Медведь идет на запах, рад и не рад халяве. Пожирает падаль, еще не понимая в прямом смысле этого: бесплатный сыр только в западне. Вот и он — в петле и при бревне. И остается ему только неизбежное: бревно на плечо и, как каторжник, в тайгу, к медведице. Но до медведицы ли с таким пихтовым или лиственничным подарком на горбу. Вот так и добыл Егор Тадыгешев своего очередного медведя. По шорской заведенке отхлестал его прутом, молодой березкой: мол, я тебя не трогал. Сам, сам виноват. Сам убился. Жадный, однако. Полез на кедр за шишками, но неловкий, старый, сорвался. Такой большой, тяжелый, грохнулся на землю и сразу помер. А мне тебя, старший брат мой азыг (медведь по-шорски), жалко, жалко.

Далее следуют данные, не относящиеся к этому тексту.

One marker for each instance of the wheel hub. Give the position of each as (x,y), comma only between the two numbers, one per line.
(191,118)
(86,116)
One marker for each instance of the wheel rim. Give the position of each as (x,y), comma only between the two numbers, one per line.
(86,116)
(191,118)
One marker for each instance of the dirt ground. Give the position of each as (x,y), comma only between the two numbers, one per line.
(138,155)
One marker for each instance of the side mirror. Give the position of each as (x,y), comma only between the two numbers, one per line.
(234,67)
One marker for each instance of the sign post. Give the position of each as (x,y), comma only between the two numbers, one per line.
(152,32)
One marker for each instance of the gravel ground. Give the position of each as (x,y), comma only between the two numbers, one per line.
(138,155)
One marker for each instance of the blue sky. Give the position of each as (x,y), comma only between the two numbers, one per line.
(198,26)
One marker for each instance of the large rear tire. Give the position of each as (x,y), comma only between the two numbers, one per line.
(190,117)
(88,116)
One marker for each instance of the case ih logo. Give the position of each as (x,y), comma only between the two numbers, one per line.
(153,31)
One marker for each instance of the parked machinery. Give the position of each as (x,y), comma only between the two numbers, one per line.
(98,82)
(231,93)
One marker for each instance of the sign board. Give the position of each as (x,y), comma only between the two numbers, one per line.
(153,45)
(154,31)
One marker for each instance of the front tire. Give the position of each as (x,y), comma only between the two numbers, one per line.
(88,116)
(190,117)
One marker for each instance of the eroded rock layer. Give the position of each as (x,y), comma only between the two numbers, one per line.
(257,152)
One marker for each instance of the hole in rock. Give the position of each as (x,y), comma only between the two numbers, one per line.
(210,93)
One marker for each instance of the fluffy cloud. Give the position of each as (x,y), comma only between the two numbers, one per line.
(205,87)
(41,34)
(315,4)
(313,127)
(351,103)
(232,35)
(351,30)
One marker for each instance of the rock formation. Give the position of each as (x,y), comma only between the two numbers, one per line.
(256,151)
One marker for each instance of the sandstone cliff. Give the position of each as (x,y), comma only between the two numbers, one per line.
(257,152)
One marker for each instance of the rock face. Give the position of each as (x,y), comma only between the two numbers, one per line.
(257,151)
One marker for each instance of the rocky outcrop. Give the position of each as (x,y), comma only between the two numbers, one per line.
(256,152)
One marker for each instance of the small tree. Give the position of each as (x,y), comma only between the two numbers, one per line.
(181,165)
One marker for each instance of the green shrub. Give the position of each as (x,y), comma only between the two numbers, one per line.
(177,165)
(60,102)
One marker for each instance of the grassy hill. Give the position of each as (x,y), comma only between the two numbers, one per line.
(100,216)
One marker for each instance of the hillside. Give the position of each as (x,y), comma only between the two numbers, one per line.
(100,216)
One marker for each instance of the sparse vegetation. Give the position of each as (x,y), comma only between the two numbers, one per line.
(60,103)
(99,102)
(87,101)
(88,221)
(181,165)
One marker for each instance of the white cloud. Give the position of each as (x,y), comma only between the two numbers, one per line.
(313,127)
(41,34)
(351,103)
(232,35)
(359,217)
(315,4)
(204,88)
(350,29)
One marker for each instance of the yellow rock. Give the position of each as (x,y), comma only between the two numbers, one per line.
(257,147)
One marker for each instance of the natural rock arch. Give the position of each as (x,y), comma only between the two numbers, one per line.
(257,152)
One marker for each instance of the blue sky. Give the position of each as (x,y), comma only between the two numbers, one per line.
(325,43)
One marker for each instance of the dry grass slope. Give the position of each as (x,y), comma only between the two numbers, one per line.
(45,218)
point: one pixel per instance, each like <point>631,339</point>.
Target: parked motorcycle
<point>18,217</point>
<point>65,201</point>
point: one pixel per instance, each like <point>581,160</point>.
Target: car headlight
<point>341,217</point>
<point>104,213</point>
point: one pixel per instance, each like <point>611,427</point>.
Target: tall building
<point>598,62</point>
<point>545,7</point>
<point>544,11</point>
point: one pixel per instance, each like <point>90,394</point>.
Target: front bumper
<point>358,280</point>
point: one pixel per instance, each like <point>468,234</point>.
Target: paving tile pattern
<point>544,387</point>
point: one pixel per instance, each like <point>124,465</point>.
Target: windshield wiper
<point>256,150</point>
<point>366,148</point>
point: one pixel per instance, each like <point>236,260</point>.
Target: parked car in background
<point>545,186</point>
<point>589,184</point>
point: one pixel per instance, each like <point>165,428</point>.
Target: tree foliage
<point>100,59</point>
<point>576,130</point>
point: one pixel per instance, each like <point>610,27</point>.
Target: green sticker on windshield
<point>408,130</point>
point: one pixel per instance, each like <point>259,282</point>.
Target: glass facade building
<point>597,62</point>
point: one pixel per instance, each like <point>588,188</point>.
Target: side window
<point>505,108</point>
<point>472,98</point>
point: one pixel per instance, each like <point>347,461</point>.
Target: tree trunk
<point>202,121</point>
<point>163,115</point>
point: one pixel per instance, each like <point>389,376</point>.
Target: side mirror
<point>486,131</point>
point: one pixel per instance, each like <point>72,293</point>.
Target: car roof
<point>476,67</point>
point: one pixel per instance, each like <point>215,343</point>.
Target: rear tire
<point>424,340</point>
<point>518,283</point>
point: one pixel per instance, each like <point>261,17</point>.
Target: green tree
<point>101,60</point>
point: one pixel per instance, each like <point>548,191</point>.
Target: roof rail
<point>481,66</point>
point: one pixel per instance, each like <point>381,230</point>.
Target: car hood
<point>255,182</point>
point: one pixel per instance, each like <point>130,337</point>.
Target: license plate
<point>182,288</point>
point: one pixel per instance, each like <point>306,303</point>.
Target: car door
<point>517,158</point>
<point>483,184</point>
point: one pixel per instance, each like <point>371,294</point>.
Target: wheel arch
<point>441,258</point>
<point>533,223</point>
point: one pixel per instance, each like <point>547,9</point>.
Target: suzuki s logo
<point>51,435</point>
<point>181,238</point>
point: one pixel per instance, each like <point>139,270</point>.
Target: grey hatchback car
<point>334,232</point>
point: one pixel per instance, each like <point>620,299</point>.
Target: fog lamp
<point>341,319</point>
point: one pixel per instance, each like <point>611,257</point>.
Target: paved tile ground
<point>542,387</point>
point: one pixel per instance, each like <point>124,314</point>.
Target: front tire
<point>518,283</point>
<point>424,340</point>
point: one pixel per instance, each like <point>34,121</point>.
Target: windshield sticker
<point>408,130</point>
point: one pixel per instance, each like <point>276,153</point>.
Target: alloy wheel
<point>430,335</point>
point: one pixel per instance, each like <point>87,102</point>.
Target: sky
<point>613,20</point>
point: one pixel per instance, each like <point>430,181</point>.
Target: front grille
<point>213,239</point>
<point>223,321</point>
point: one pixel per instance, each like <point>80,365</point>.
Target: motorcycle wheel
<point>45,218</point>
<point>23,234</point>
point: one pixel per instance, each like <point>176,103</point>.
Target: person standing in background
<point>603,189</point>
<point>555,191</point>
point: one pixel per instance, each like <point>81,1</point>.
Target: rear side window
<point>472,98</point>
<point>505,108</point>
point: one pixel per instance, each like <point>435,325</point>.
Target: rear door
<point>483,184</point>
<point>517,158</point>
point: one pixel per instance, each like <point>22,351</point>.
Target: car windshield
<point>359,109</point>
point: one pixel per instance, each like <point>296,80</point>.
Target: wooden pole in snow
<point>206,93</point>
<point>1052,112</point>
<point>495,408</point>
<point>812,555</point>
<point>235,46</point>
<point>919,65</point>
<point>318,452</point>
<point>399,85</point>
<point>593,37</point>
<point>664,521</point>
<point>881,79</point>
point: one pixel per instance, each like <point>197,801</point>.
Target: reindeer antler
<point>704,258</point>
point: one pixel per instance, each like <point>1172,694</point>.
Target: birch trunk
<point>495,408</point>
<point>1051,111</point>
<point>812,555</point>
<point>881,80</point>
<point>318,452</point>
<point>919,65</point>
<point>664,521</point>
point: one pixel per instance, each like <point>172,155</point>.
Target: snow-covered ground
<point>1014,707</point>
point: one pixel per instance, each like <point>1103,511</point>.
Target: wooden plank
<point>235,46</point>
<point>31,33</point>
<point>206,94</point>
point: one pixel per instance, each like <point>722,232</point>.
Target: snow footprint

Посожалел, погоревал над своим счастьем Егор Тадыгешев. И был готов уже выправиться за конем, чтобы доставить своего неосторожного и неловкого брата в лагерь. Но приметил неподалеку ручей. Не сказать, чтобы броский и привлекательный. Обычный, но как говорят, удача к удаче. Что-то все же подсознательно сработало в голове у Егора: однако ничего ручеина — дно крупнопесчаное. Промыта водой до кварцевого проблеска в глазах, и вода приглашает к разговору. А у Егора всегда на всякий случай при себе, мало ли что, золотопромывочный лоток — шорцы народ предусмотрительный, как древние латиняне: все свое носят с собой. Просто так за чем-то только одним из дому не выходят, совсем, словно полешуки, имеющие всегда при себе что- то про запас, — мало ли что может случиться и понадобиться вдали от жонки и родного дома.
Весь еще в лихорадке удачной охоты, Егор принялся промывать песок. И впечатлился. Сразу же пошло золото. Таким образом, наш немногочисленный горнопроходческий отряд перебросили с меди на золото. И это не разовый случай неожиданного фарта коренным шорцам. Железорудное месторождение Шерегеш, сегодня всей стране известный горнолыжный комплекс для толстосумов, было открыто местным жителем, шорцем, у которого в подполе мерзла картошка: нехороший камень, посетовал он геологам, очень холодный, однако. Холодный камень оказался железной рудой, железом почти без примесей.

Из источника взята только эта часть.